New objects begin in technology 0.
Objects that survive a group are promoted to technology 1, and finally technology 2.
The thought is that objects which have lived longer are much less prone to be rubbish.
If you run the above code, you must see one thing like this:
GC enabled: True
Assortment thresholds: (700, 10, 10)
Era 0 threshold: 700 objects
Era 1 threshold: 10 collections
Era 2 threshold: 10 collections
Present counts: (423, 3, 1)
Gen 0: 423 objects
Gen 1: 3 collections since final Gen 1
Gen 2: 1 collections since final Gen 2
Amassing rubbish…
Collected 0 objects
Whole tracked objects: 8542
GC enabled: True
Assortment thresholds: (700, 10, 10)
Era 0 threshold: 700 objects
Era 1 threshold: 10 collections
Era 2 threshold: 10 collections
Present counts: (423, 3, 1)
Gen 0: 423 objects
Gen 1: 3 collections since final Gen 1
Gen 2: 1 collections since final Gen 2
Amassing rubbish...
Collected 0 objects
Whole tracked objects: 8542
The thresholds decide when every technology is collected. When technology 0 has 700 objects, a group is triggered. After 10 technology 0 collections, technology 1 is collected. After 10 technology 1 collections, technology 2 is collected.
Conclusion
Python’s rubbish assortment combines reference counting for quick cleanup with cyclic rubbish assortment for round references. Listed here are the important thing takeaways:
Variables are pointers to things, not containers holding values.
Reference counting tracks what number of pointers level to every object. Objects are freed instantly when reference depend reaches zero.

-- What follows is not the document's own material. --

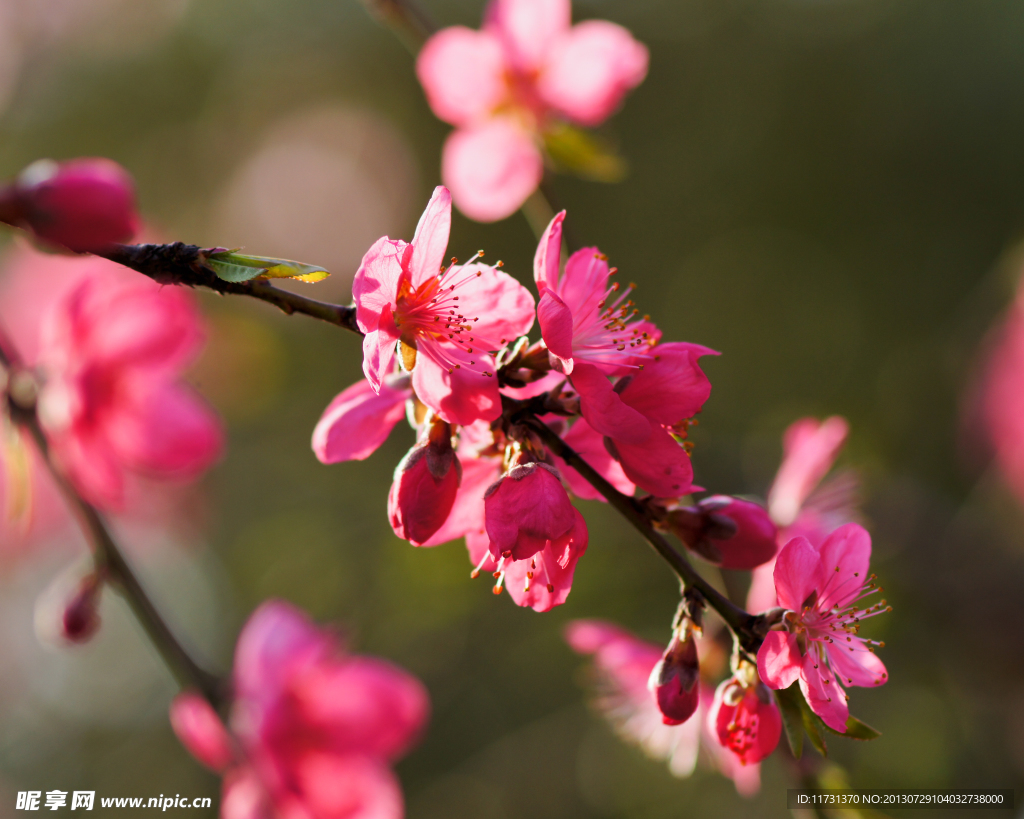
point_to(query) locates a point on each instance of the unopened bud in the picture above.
(84, 205)
(675, 680)
(426, 482)
(68, 612)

Round references occur when objects level to one another in a cycle. Reference counting can’t deal with round references (counts by no means attain zero).

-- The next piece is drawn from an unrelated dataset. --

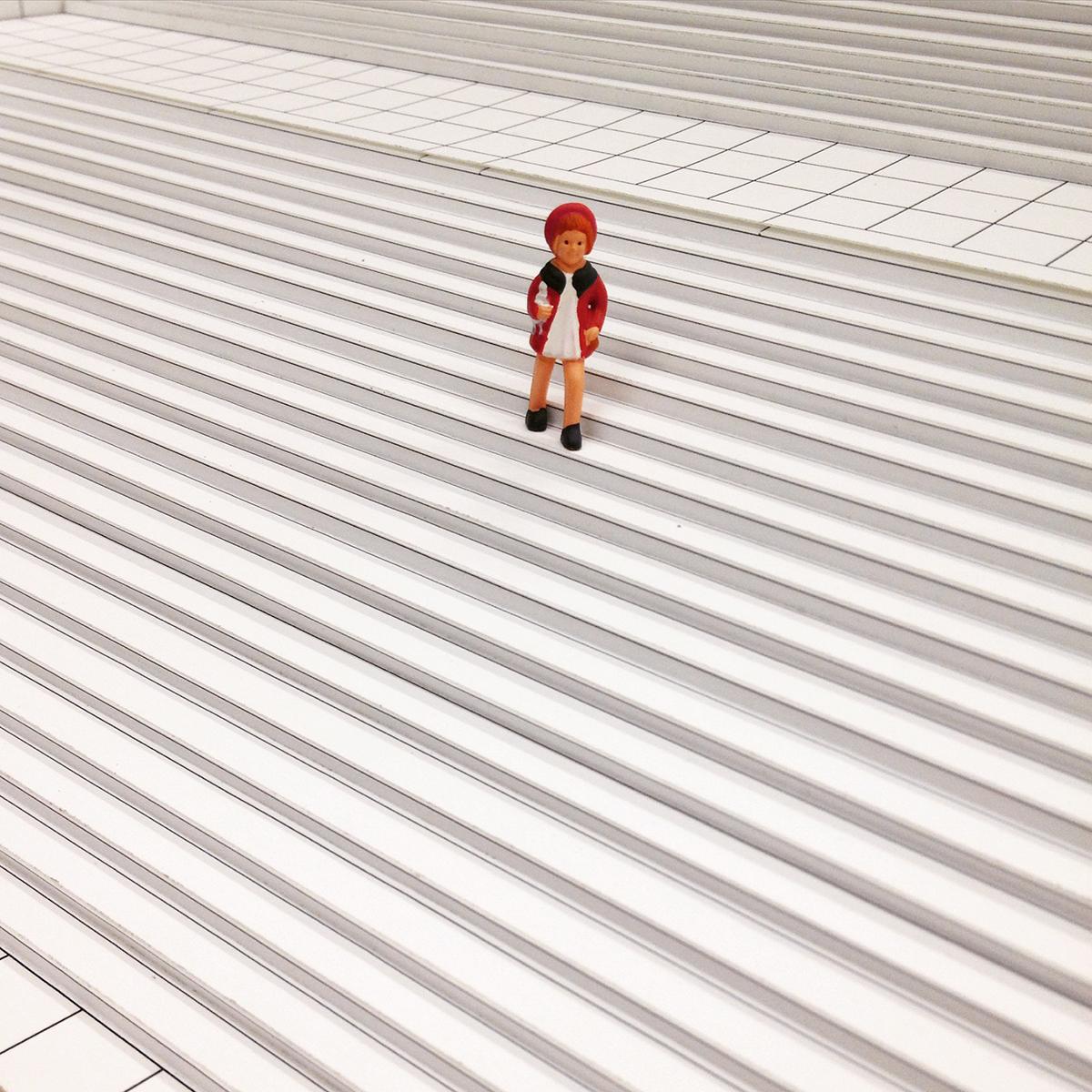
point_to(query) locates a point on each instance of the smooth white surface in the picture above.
(817, 167)
(27, 1005)
(76, 1054)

Generational rubbish assortment finds and cleans up round references. There are three generations: 0 (younger), 1, 2 (previous).
Use gc.acquire() to manually set off assortment.

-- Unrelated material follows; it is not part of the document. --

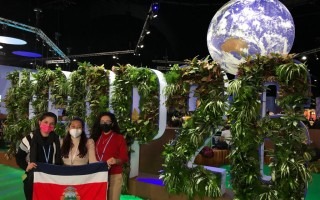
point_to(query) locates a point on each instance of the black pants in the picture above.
(28, 186)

Understanding that variables are pointers (not containers) and understanding what round references are helps you write higher code and debug reminiscence points.
I stated “Every thing you Must Know…” within the title, I do know. However there’s extra (there at all times is) you may be taught akin to how weak references work. A weak reference lets you seek advice from or level to an object with out rising its reference depend. Positive, such references add extra complexity to the image however understanding weak references and debugging reminiscence leaks in your Python code are a couple of subsequent steps value exploring for curious readers. Joyful exploring!